YouTube doesn't prescreen any of the more than 60,000 videos posted to the site each day. The company relies on content holders and users to report any violations of the company's terms of use. This, say YouTube critics, does not adequately safeguard copyright. An example of how long unauthorized video can stay on the site without being flagged came Thursday.

For the past three months, an employee at Gawker Media has posted video clips onto YouTube from TV shows produced by such companies as NBC, CBS, CNN and ABC, CNET News.com reported Thursday. Two copyright holders, including a Fox affiliate in New York, said that Gawker, which operates 14 blogs, including Valleywag and Fleshbot, was unauthorized to use their material.

Gawker Media owner Nick Denton has acknowledged that an employee posted the videos. He has declined to comment on why the employee posted the clips.

The poster added a new twist to uploading unauthorized copyright material by inserting into the clips advertisements for Gawker-owned blogs. Two videos about comedienne Rosie O'Donnell were each viewed more than 400,000 times.

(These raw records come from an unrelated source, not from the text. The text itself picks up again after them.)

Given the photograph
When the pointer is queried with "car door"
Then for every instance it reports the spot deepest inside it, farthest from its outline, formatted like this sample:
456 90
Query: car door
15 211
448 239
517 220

Executives at two companies said they wanted to know how the videos could go unnoticed for three months and how can copyright owners prevent others from repeating the tactic.

"We showed (the videos posted to YouTube by the Gawker employee) to some of our legal and tech people," said one executive at a major media conglomerate. "They couldn't believe it. They also couldn't believe it hasn't happened before. They hated that someone was doing it, but one guy admitted he thought it was brilliant."

Unclear is whether some of the bigger media companies plan to respond to the postings.

Chanko said the case is an example of just how difficult it can be to protect copyright in environments like YouTube's.

"There's just no bonafide system available that would enable YouTube to monitor all the video on its site," Chanko said. "There are attempts to create intelligent video sensing...who knows? Maybe in five years we'll see it."